Вся камера понимала, что готовится наказание глупца, осмелившегося прошибать лбом стену. Угрюмое молчание повисло над нарами, как полог. Люди задыхались в молчании, но не нарушали его — изредка, шепотом сказанное слово лишь подчеркивало физически плотную тишину. Тишина наступала на меня, осуждала, приговаривала к гибели — я слышал в ней то самое, что говорил старик — никто не придет на помощь. Люди будут лежать, закрыв глаза, мерно дыша, ни один не вскочит, не протянет мне руки. И я восстал против этой ненавистной тишины, которая билась мне в виски учащенными ударами крови.
Я попросил соседа:
— Расскажите что-нибудь интересное. Что-то сон нейдет.

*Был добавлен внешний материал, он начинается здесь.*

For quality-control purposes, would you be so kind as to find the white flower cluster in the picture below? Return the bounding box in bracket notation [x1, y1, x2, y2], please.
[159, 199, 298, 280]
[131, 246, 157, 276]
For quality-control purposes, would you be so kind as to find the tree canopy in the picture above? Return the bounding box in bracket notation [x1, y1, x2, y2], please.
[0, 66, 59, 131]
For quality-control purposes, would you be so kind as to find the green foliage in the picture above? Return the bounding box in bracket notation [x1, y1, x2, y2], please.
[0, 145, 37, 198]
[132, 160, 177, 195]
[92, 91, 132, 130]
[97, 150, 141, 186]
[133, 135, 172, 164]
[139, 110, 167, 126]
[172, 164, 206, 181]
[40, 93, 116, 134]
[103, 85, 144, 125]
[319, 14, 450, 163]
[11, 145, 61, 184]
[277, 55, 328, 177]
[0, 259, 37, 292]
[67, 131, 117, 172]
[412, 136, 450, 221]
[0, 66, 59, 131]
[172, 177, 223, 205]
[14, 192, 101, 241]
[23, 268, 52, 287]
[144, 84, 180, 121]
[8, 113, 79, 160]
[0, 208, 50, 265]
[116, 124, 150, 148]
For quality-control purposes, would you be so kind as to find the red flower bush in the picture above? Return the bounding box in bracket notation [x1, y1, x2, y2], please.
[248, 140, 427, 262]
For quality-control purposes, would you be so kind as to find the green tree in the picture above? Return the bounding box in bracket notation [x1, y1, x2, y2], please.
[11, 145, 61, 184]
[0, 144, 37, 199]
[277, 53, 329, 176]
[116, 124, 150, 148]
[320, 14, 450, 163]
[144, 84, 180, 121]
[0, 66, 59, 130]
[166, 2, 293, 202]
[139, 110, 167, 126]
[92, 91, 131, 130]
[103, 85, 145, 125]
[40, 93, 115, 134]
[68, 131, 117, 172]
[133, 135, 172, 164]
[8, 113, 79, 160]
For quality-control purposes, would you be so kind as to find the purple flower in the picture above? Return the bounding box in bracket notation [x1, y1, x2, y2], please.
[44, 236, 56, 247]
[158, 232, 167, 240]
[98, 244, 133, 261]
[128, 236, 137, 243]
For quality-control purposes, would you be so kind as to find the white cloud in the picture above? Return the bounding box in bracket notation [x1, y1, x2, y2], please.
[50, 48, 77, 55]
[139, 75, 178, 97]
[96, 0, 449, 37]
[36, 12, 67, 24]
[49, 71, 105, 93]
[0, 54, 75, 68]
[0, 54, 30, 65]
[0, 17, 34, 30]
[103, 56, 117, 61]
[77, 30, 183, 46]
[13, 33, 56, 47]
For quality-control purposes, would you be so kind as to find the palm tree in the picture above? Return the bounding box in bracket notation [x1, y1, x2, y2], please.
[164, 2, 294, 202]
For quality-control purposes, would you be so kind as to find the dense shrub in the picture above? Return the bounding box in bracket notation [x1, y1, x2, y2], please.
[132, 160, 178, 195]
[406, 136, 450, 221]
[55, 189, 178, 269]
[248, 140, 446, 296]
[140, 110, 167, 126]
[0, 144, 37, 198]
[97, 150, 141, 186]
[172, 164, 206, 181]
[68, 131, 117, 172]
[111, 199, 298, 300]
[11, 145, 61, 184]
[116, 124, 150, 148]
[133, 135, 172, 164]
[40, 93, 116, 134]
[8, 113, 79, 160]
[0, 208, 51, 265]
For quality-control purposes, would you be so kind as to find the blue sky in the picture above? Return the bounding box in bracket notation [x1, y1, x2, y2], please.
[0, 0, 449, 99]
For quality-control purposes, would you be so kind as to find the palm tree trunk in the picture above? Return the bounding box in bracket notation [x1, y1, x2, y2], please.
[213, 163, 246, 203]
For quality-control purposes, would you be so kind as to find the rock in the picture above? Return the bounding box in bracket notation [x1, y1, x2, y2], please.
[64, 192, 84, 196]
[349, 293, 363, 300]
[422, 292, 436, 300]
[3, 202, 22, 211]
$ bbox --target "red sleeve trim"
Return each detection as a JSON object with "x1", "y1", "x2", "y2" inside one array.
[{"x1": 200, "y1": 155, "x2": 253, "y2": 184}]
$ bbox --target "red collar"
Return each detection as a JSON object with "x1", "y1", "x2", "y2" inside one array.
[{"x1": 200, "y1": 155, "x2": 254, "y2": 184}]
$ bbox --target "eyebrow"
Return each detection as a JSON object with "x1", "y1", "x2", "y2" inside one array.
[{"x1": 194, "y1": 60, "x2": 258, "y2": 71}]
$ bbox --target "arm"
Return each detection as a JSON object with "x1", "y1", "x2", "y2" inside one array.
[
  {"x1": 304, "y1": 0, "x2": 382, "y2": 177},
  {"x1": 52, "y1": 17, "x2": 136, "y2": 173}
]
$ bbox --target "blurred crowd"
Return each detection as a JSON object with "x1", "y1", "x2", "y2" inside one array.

Он ответил неохотно и боязливо:
— Что я знаю? В наших камерах книг не давали. Лучше сам расскажи, что помнишь. Какую-нибудь повесть…
Я стал рассказывать, понемногу увлекаясь рассказом. Не знаю, почему мне вспомнилась эта удивительная история, странная повесть о Повелителе блох и парне, чем-то похожем на меня самого. Меня окружили видения — очаровательная принцесса, бестолковый крылатый гений, толстый принц пиявок, блохи, тени, тайные советники. Я видел жестокую дуэль призраков Сваммердама и Левенгука они ловили один другого в подзорные трубы, прыгали, обожженные беспощадными взглядами, накаленными волшебными стеклами, вскрикивали, снова хватались за убийственные трубы. Я сидел лицом к соседу, но не видел его — крохотный Повелитель блох шептал мне о своих несчастьях, я до слез жалел его. И, погруженный в мой великолепный мир, я не понял ужаса, вдруг выросшего на лице соседа. Потом я обернулся. Четверо уголовников молча стояли у моей нары.
— Давай кончай это дело! — внятно сказал сиплый, что уже говорил со мной.
— Дело идет к концу. Смелая блоха, Повелитель блох всего мира, бросился на поиски похищенной принцессы, — ответил я, вызывающе не поняв, о каком конце он говорит, и вонзая в него взгляд, который и без хитрых луп мог бы его испепелить. — Это было нелегкое дело — за бедным королем блох самим охотились со всех сторон, как за редкостной добычей…
И, не торопясь, я закончил повесть. Я довел ее до апофеоза. Прекрасная принцесса из Фамагусты соединилась с нищим студентом, внезапно превратившимся в пылающее сердце мира. Четверо уголовников, не спуская с меня глаз, слушали описание фантастической свадьбы. Горечь охватила меня, звенела в моем голосе. Теперь я знал, чем сказка отличается от жизни. Сказка завершается счастливым концом, в жизни нет счастья. Отупевший, на мгновение потерявший волю к сопротивлению, я ждал…
— Здорово! — сказал один из блатных. — Туго роман тискаешь!
— Давай еще! — потребовал другой.
И тогда меня охватило вдохновение. Теперь я рассказывал о собаке Баскервилей. Мой голос один распространялся по камере, наступал на людей, требовал уважения и молчания. Ничто не шевелилось, не шептало, не поднималось. Четыре уродливых диких лица распахивали на меня горящие глаза, десятки невидимых в полумраке ушей ловили слова. У сиплого отвисла нижняя губа, слюна текла на подбородок, он не замечал, он бродил по туманной пустоши, спасался от чудовищной, светящейся во тьме собаки, падал под ее зубами. Он был покорен и опьянен.